Pages: pp. 1121-1122
The 26th International Conference on Data Engineering, ICDE 2010, was held in Long Beach, California, during 1-6 March 2010. A program committee of 230 members evaluated the 523 research manuscripts submitted to the research track of ICDE, producing an outstanding technical program consisting of 69 full and 41 short research papers. These papers covered diverse topics ranging from data clouds to social networks and location-based services. The technical program also included industrial sessions, panels, demos, and tutorials. There were three thought-provoking keynote addresses, by Richard Winter and Pekka Kostamaa on Large Scale Data Warehousing: Trends and Observations, Jeffery Naughton on Lessons from the First 50 Years, Speculations for the Next 40, and Donald Kossmann on How New Is the Cloud?

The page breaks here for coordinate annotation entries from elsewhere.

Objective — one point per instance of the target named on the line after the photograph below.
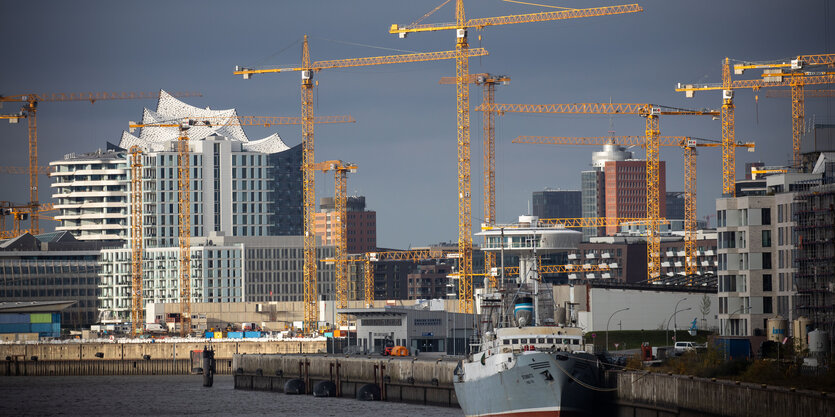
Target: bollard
(208, 366)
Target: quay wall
(655, 394)
(137, 351)
(409, 379)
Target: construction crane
(137, 308)
(29, 111)
(650, 112)
(488, 83)
(340, 196)
(688, 145)
(184, 187)
(19, 213)
(460, 26)
(308, 69)
(774, 77)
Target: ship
(526, 362)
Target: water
(177, 396)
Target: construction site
(202, 223)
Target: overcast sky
(404, 141)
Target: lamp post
(607, 325)
(670, 319)
(675, 321)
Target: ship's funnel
(523, 311)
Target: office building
(756, 254)
(53, 267)
(90, 193)
(593, 186)
(554, 204)
(626, 190)
(814, 218)
(361, 224)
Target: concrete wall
(681, 395)
(136, 351)
(405, 380)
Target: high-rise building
(361, 224)
(90, 193)
(814, 217)
(553, 204)
(626, 190)
(675, 205)
(287, 192)
(593, 186)
(756, 255)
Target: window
(766, 238)
(767, 283)
(766, 260)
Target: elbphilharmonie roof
(171, 109)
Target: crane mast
(460, 26)
(340, 172)
(688, 144)
(650, 113)
(30, 111)
(137, 308)
(308, 69)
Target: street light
(607, 325)
(668, 322)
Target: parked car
(681, 347)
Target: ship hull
(529, 384)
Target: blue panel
(14, 318)
(41, 327)
(15, 328)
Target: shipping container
(14, 318)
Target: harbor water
(179, 395)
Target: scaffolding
(814, 215)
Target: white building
(755, 250)
(90, 190)
(217, 274)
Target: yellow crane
(137, 310)
(775, 77)
(184, 181)
(688, 145)
(307, 70)
(462, 69)
(651, 113)
(488, 83)
(340, 195)
(29, 111)
(19, 213)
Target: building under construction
(814, 214)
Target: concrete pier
(407, 379)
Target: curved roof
(170, 109)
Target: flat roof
(35, 306)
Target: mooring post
(208, 366)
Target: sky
(404, 141)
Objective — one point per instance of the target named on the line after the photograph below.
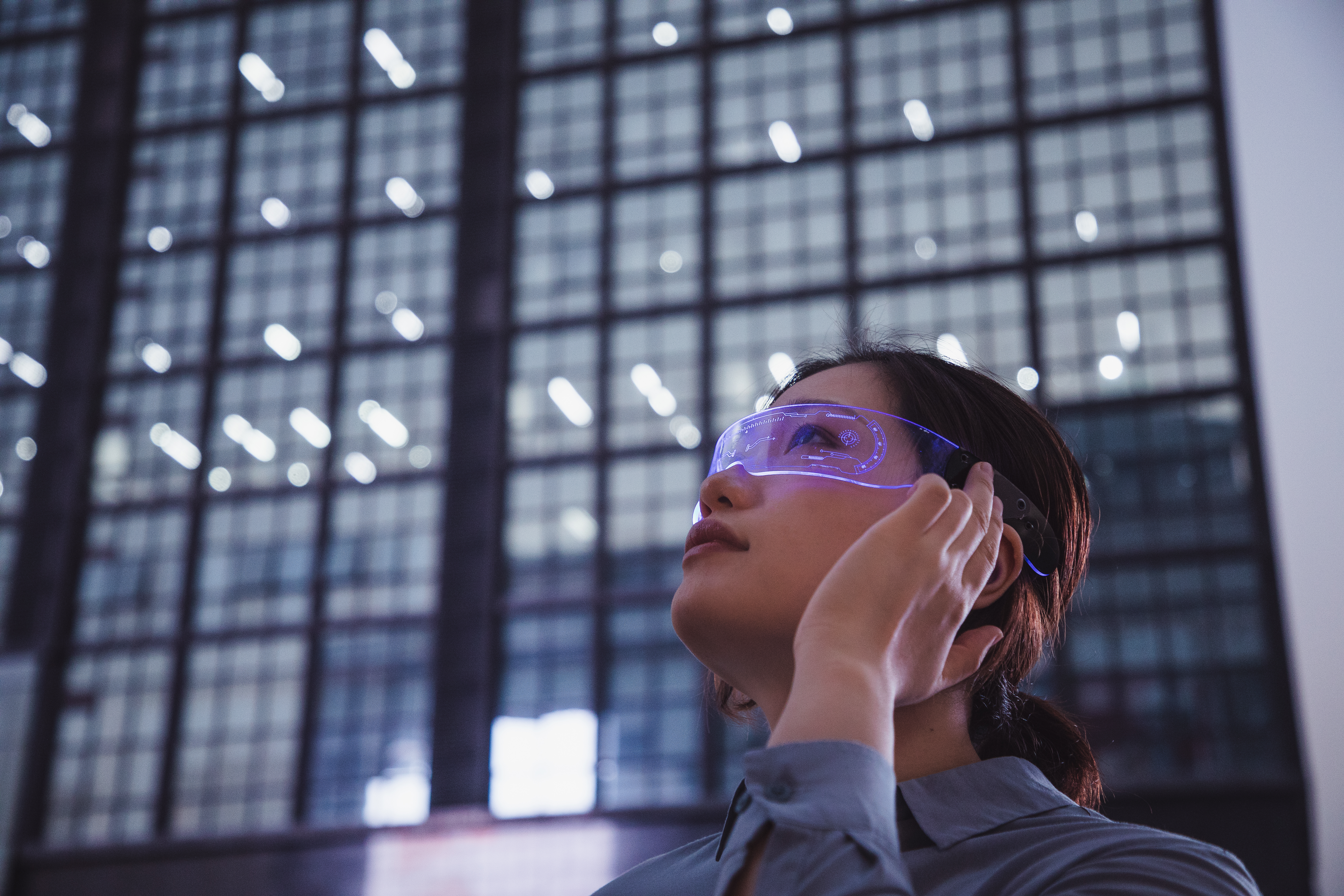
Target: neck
(932, 737)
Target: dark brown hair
(978, 412)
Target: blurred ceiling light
(405, 197)
(156, 358)
(569, 401)
(27, 124)
(670, 261)
(34, 252)
(406, 323)
(665, 34)
(161, 240)
(389, 58)
(544, 766)
(1085, 224)
(578, 524)
(385, 425)
(311, 428)
(27, 370)
(540, 185)
(175, 445)
(781, 367)
(220, 479)
(275, 211)
(917, 115)
(253, 441)
(283, 342)
(951, 348)
(361, 468)
(260, 76)
(785, 143)
(685, 432)
(1127, 326)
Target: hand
(881, 631)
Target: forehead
(854, 385)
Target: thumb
(968, 652)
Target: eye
(810, 434)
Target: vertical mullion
(601, 651)
(1271, 609)
(1026, 207)
(851, 199)
(713, 734)
(318, 588)
(197, 503)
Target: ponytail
(1006, 722)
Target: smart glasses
(876, 451)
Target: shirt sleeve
(1158, 866)
(831, 807)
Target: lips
(710, 531)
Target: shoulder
(1100, 855)
(687, 871)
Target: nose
(733, 488)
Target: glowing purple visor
(876, 451)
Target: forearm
(837, 698)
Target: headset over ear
(1038, 541)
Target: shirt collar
(959, 804)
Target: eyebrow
(812, 401)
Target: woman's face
(742, 594)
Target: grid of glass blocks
(276, 406)
(779, 210)
(38, 85)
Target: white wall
(1284, 65)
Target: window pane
(658, 119)
(187, 70)
(745, 339)
(959, 65)
(537, 424)
(987, 316)
(796, 81)
(939, 207)
(556, 260)
(1143, 179)
(552, 533)
(779, 230)
(384, 557)
(1101, 54)
(108, 747)
(240, 737)
(656, 246)
(561, 131)
(1179, 334)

With the active encouragement and cooperation of Professor Beng Chin Ooi (Editor-in-Chief of the IEEE Transactions on Knowledge and Data Engineering) and the steering committee of ICDE, we have brought together the best of ICDE 2010 technical contributions in this special section of TKDE. Leveraging the inputs of the conference best-paper award committee, we identified seven contributions as being outstanding in their technical strength and presentation quality, and solicited extended versions from their authors to produce manuscripts with materially enhanced technical value. These extended submissions underwent a second round of reviews to ensure compliance with TKDE publication standards.
This special section begins with “Efficient Top-k Approximate Subtree Matching in Small Memory” by Nikolaus Augsten, Denilson Barbosa, Michael Böhlen, and Themis Palpanas, which received the Best Paper award at the conference. This study presents an elegant and comprehensive solution to the classical problem of identifying the subtrees in a data tree with the smallest edit distances from a given query tree. A detailed performance evaluation demonstrates that the proposed solution scales, both theoretically and empirically, to large XML repositories.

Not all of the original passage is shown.